The game Tag dates back to ancient Greece. One person is It, and they chase the other players until they tap one of them. The person they tapped becomes It. This game has lots of fun variations, like Freeze Tag and Dead Ant Tag.

Marco Polo

Named after the famous explorer, Marco Polo is a version of Tag played in the water. One person plays the role of Marco Polo. They count to ten, sometimes underwater, but always with their eyes shut. Still with their eyes closed, they try to tag someone. To help them find someone to tag, they yell "Marco!" Then, they listen carefully while everyone else yells "Polo!" This continues until the person who's Marco catches someone, and that person then becomes the new Marco.


Spud requires a ball and a large open space. All of the players count off so that everyone has a number. Then, one person throws the ball up into the air and shouts a number. Whoever is that number rushes to catch the ball, while everyone else runs away from it. When the person catches the ball, they shout "Spud!" and everyone must freeze. The person with the ball then chooses another player, takes three steps closer to them, and tries to hit them with the ball. If they miss or the person they threw the ball at catches it, they get the letter "S" in "spud." If they hit the target, that person gets the letter "S." Either way, the person who just threw the ball now throws it up into the air and shouts a different number to continue the game. When you have all four letters in "spud," you're out. The last person who hasn't spelled "spud" is the winner.

Red Rover

This classic game is best played with a big group. First, you split up into two groups.

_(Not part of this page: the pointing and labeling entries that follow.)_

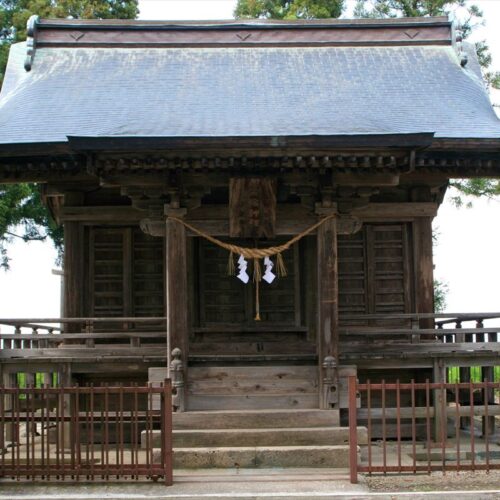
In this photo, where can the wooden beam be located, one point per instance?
(328, 331)
(395, 210)
(177, 285)
(100, 214)
(423, 265)
(73, 265)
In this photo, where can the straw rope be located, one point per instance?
(252, 253)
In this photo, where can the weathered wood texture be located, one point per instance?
(424, 285)
(125, 273)
(225, 300)
(252, 207)
(327, 320)
(375, 271)
(247, 387)
(73, 301)
(177, 288)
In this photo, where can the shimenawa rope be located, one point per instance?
(254, 253)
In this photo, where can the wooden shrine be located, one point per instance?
(146, 138)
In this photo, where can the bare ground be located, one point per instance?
(451, 481)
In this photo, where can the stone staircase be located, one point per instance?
(260, 438)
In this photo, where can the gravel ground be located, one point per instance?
(451, 481)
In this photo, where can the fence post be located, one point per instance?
(353, 431)
(440, 417)
(166, 419)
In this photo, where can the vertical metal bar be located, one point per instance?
(62, 429)
(149, 429)
(18, 432)
(428, 423)
(58, 432)
(167, 431)
(117, 431)
(106, 428)
(43, 397)
(413, 427)
(353, 431)
(444, 421)
(486, 426)
(472, 431)
(103, 461)
(32, 429)
(76, 433)
(27, 423)
(92, 438)
(398, 422)
(136, 433)
(457, 423)
(369, 422)
(14, 432)
(87, 433)
(384, 429)
(48, 427)
(122, 444)
(3, 430)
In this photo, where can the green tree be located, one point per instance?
(288, 9)
(22, 213)
(471, 17)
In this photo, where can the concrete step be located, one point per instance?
(255, 419)
(336, 456)
(307, 436)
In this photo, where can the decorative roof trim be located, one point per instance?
(31, 30)
(116, 33)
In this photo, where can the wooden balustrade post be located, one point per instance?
(73, 266)
(439, 402)
(177, 285)
(328, 331)
(177, 377)
(488, 423)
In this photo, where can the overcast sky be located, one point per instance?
(469, 239)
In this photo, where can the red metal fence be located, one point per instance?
(451, 427)
(86, 433)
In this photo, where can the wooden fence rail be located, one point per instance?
(85, 433)
(440, 440)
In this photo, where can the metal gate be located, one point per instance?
(86, 433)
(449, 427)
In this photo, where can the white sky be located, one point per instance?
(469, 239)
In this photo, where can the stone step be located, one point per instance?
(336, 456)
(307, 436)
(255, 419)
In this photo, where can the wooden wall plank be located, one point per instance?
(327, 272)
(177, 288)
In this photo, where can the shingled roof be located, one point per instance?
(336, 78)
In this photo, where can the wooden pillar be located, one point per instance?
(424, 268)
(73, 266)
(328, 334)
(177, 285)
(439, 401)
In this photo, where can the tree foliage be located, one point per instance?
(289, 9)
(470, 18)
(22, 214)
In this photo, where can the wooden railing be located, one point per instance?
(39, 333)
(434, 411)
(86, 433)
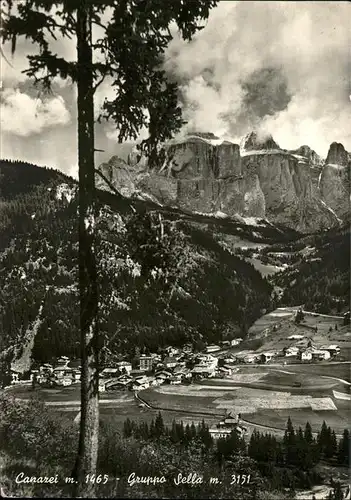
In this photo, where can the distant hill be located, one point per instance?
(218, 294)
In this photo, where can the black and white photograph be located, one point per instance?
(175, 249)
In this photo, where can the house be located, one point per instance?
(225, 370)
(59, 371)
(115, 385)
(172, 351)
(333, 349)
(34, 374)
(175, 380)
(140, 385)
(153, 381)
(220, 432)
(320, 354)
(188, 348)
(125, 378)
(234, 342)
(14, 376)
(123, 382)
(225, 343)
(124, 366)
(63, 361)
(146, 363)
(266, 357)
(182, 372)
(291, 351)
(306, 355)
(213, 348)
(76, 375)
(109, 372)
(250, 358)
(46, 368)
(203, 371)
(65, 381)
(75, 364)
(170, 362)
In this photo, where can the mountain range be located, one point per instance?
(234, 217)
(257, 178)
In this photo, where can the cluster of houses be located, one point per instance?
(175, 366)
(64, 373)
(226, 426)
(310, 352)
(302, 350)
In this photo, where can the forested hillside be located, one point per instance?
(162, 279)
(320, 275)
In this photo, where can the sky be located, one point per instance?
(280, 68)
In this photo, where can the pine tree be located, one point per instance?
(308, 433)
(159, 425)
(131, 48)
(344, 449)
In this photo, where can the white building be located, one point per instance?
(218, 433)
(291, 351)
(321, 354)
(267, 356)
(124, 366)
(213, 348)
(235, 342)
(306, 355)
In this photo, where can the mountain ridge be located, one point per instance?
(203, 173)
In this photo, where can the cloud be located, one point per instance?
(282, 67)
(24, 115)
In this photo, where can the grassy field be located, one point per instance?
(337, 370)
(299, 416)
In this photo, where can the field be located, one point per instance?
(264, 396)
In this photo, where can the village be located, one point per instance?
(176, 366)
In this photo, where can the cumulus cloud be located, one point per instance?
(24, 115)
(279, 67)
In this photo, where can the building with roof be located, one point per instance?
(146, 363)
(170, 362)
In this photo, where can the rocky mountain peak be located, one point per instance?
(337, 155)
(311, 156)
(254, 142)
(203, 135)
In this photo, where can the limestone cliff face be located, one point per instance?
(335, 180)
(258, 179)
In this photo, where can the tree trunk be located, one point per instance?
(89, 422)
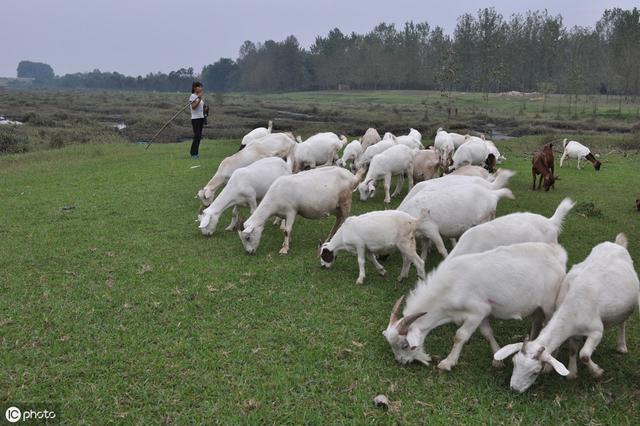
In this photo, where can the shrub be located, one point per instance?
(10, 141)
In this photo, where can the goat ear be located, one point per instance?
(239, 225)
(205, 221)
(507, 351)
(557, 365)
(413, 338)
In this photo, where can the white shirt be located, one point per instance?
(199, 111)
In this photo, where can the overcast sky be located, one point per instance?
(140, 36)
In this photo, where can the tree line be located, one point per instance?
(486, 52)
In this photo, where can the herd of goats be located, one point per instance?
(510, 267)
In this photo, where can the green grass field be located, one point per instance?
(116, 309)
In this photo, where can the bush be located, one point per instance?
(10, 141)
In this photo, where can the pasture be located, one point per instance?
(115, 308)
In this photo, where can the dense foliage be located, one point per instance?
(486, 53)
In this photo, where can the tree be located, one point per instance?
(38, 70)
(220, 76)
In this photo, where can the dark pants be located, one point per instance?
(197, 124)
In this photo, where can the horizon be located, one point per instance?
(142, 44)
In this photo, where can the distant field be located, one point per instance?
(116, 309)
(60, 118)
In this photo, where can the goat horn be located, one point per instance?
(403, 326)
(394, 312)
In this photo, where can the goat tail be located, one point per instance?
(621, 240)
(502, 178)
(561, 212)
(343, 141)
(360, 174)
(504, 193)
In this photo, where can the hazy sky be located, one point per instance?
(140, 36)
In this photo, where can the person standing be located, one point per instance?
(197, 117)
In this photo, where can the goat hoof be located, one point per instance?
(497, 364)
(597, 372)
(445, 365)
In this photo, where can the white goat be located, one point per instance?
(351, 152)
(512, 229)
(575, 150)
(426, 165)
(598, 293)
(474, 151)
(246, 187)
(457, 139)
(452, 211)
(372, 151)
(373, 233)
(272, 145)
(257, 133)
(313, 194)
(466, 290)
(443, 143)
(500, 181)
(395, 161)
(416, 135)
(412, 140)
(470, 170)
(320, 149)
(370, 137)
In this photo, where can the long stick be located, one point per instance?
(166, 124)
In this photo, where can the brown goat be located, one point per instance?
(542, 164)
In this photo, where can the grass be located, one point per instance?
(70, 117)
(116, 309)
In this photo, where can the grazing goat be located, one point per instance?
(351, 153)
(473, 171)
(246, 187)
(457, 139)
(311, 194)
(374, 150)
(370, 137)
(272, 145)
(493, 149)
(512, 229)
(395, 161)
(474, 151)
(601, 292)
(443, 143)
(542, 164)
(500, 181)
(426, 165)
(468, 290)
(375, 233)
(319, 150)
(256, 134)
(573, 149)
(451, 211)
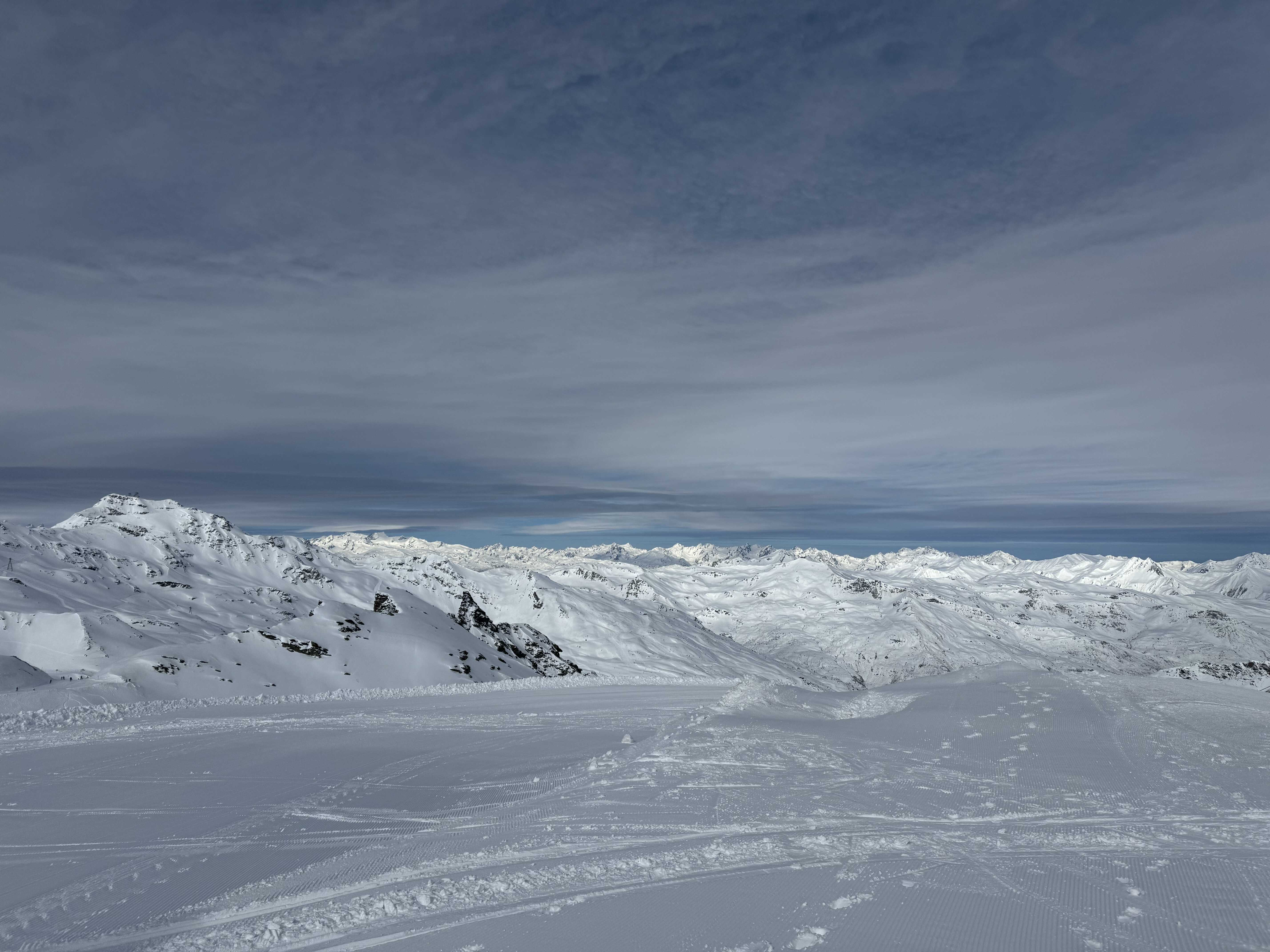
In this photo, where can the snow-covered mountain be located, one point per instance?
(845, 621)
(145, 598)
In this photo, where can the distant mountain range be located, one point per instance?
(138, 598)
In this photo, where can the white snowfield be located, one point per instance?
(214, 740)
(989, 812)
(137, 600)
(839, 621)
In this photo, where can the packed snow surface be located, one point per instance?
(215, 740)
(999, 810)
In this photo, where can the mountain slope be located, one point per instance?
(145, 598)
(846, 621)
(173, 602)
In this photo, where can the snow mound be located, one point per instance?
(769, 700)
(17, 674)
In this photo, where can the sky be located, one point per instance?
(854, 276)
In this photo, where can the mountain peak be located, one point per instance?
(138, 516)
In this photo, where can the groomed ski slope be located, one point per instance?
(999, 810)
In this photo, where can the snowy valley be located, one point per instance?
(145, 600)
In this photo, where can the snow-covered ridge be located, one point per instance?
(137, 600)
(845, 621)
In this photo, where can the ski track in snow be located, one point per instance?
(1010, 810)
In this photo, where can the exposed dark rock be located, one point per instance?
(522, 642)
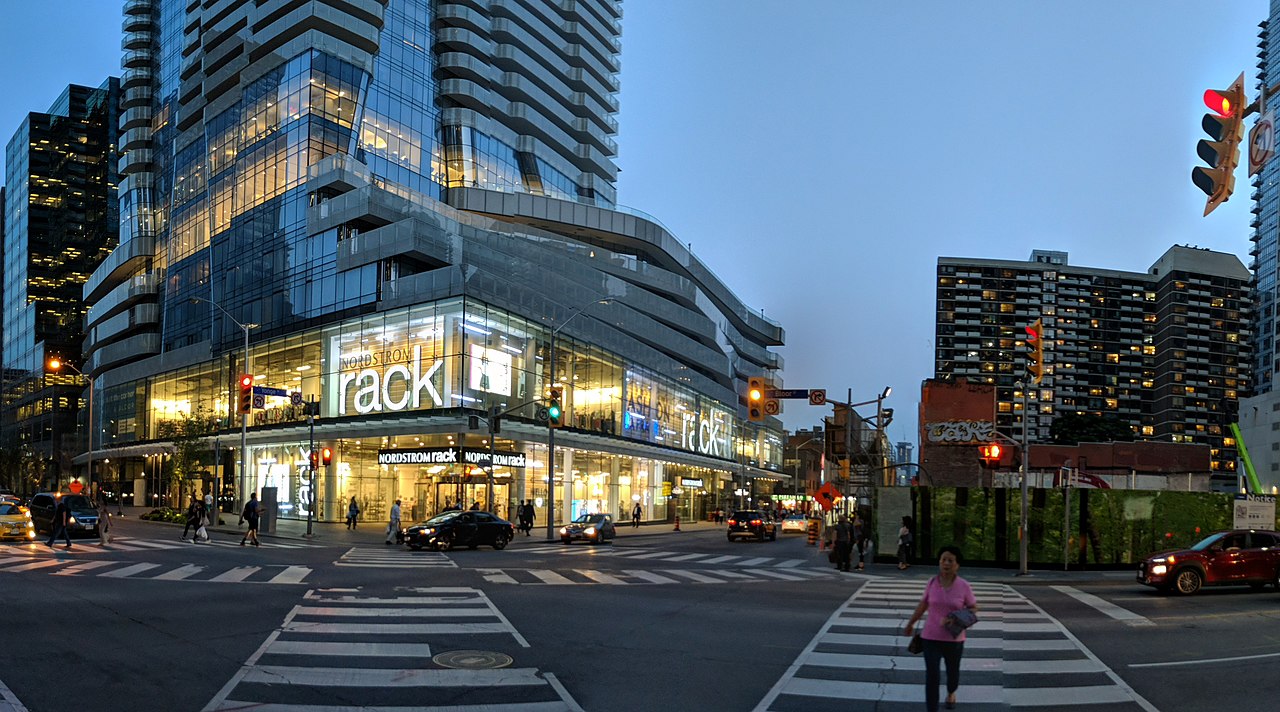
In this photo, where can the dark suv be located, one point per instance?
(83, 514)
(752, 523)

The two groups stand facing each other, and they each hold hands and form a line. Then, one team calls for a player from the other team to come over by saying, "Red Rover, Red Rover, send [name] over." When you're called, you run toward the other chain and try to break through it. If you break through the chain, you get to bring one of the two players you broke apart back to your line with you. If the chain doesn't break, you become part of it. Then, it's the other team's turn to call someone over. The game ends when there's only one chain left.


To play Marbles, start by drawing a large circle on the ground, about 3 feet across. Grab your shooter marble (which is larger than the others), and then put five to ten of the smaller marbles in the center of the circle. When it's your turn, kneel outside of the circle and flick your shooter marble toward the marbles in the circle to knock them out. If you knock one out, you keep it and get another turn. If you don't, you leave your shooter marble in the ring and it's another player's turn. The winner is the person with the most marbles at the end of the game.